Something interesting is happening with low unemployment, which is keeping businesses on their feet and trying to make themselves more valuable and attractive to job seekers. They are now hiring folks who, 5 years ago, would not have been considered to have the “skills” necessary to do the job. They are also investing more in training. In turn, when employers invest more in training, this tends to promote retention and reduce turnover. But as economists try to explain unemployment numbers, we often fall into a “skills gap” explanation when this may not actually be true.
In a great article in Forbes by Angela Hanks, she explains many of the attribution problems with how we rationalize the labor situation by blaming it on a “skills gap”, without looking at more ugly truths such as “sluggish wage growth, weak demand, persistent labor market discrimination, workplace fissuring, declining unionization and training investments, broken criminal justice and immigration systems, and runaway corporate power”. Regardless of where your opinions may lie, much of this I am seeing to ring true as I continue to develop data-driven approaches to helping businesses access more of the workforce.
In another great article in the New York Times by Matthew Desmond, a renowned Sociologist who wrote the best selling book “Evicted, Poverty and Profit in an American City”, he reminds us of the “productivity-pay gap”, which highlights that “since 1973, American productivity has increased by 77% , while hourly wage has only increased by 12%. If the Federal minimum wage tracked productivity, it would be more than $20 an hour, not today’s poverty wage of $7.25”.
Both writers in both articles highlight a couple of real truths; Middle to low skills workers are not making enough to live on, and there are fewer incentives to do the less preferred or dangerous jobs with no investment if it does not even help them keep themselves or their families safe.
Locally, if you look at Fair Market Rent (FMR) in Salt Lake County, a 2-bedroom in 2019 costs $1075 per month. Good luck finding a 2 bedroom at that price, especially if you have any credit or criminal background issues. To “afford” this rent at 30% of income, enabling some savings for the future, etc, a person would need to make about $18.50 per hour.

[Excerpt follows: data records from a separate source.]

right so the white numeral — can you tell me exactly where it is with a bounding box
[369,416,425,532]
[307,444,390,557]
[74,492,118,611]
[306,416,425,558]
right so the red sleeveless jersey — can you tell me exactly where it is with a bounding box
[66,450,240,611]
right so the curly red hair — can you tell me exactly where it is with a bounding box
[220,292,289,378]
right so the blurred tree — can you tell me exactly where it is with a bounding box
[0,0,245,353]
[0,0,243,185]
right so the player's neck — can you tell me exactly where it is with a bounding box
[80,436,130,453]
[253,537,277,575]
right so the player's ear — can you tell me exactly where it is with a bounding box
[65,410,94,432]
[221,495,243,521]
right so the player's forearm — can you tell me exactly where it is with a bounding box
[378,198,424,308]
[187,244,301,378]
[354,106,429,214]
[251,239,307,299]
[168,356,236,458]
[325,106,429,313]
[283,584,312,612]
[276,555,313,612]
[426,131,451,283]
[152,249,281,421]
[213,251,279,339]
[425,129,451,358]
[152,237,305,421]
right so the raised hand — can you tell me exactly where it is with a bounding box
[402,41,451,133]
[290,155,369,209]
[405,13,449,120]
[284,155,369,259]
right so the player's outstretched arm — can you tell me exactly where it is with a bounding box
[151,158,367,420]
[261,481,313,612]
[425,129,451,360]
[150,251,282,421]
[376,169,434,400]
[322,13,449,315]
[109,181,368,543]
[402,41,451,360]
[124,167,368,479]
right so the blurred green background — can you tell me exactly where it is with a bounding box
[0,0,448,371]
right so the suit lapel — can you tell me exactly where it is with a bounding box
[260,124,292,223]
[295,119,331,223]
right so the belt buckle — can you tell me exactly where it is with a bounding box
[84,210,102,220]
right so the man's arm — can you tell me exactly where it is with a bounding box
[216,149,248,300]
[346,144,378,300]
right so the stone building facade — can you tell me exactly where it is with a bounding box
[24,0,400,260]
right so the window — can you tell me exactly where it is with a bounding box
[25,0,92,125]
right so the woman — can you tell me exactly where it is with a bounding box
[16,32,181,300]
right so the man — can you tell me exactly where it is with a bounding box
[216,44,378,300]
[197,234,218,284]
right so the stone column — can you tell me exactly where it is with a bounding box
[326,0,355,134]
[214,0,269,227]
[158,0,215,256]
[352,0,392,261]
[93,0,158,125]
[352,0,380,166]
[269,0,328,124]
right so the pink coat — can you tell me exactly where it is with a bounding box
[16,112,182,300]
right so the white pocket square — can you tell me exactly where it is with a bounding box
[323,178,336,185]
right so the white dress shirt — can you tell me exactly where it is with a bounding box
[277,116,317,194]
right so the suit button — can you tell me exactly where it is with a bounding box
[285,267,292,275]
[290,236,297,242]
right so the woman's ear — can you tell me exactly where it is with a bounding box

I am always asked how to get more people to come to work for our businesses. I think the best answer to the question is to ask if one can live off the wage, if employees are seen as a whole person with strengths, and if the employer invests in those strengths. While the competition remains fierce, those who see the greatest success are trying to move away from having “dead-end jobs” and are trying to invest in folks and move them through the ranks. Even if the tables turn in favor of the businesses (from a labor standpoint) and another recession supplies more applicants than they can handle, an enduring adjustment in these human capital investments that promote growth, diversity, and focus on strengths will no doubt see reductions in turnover and training waste, more word of mouth referrals, and a culture that can sustain the kind of productivity needed to make a business more profitable.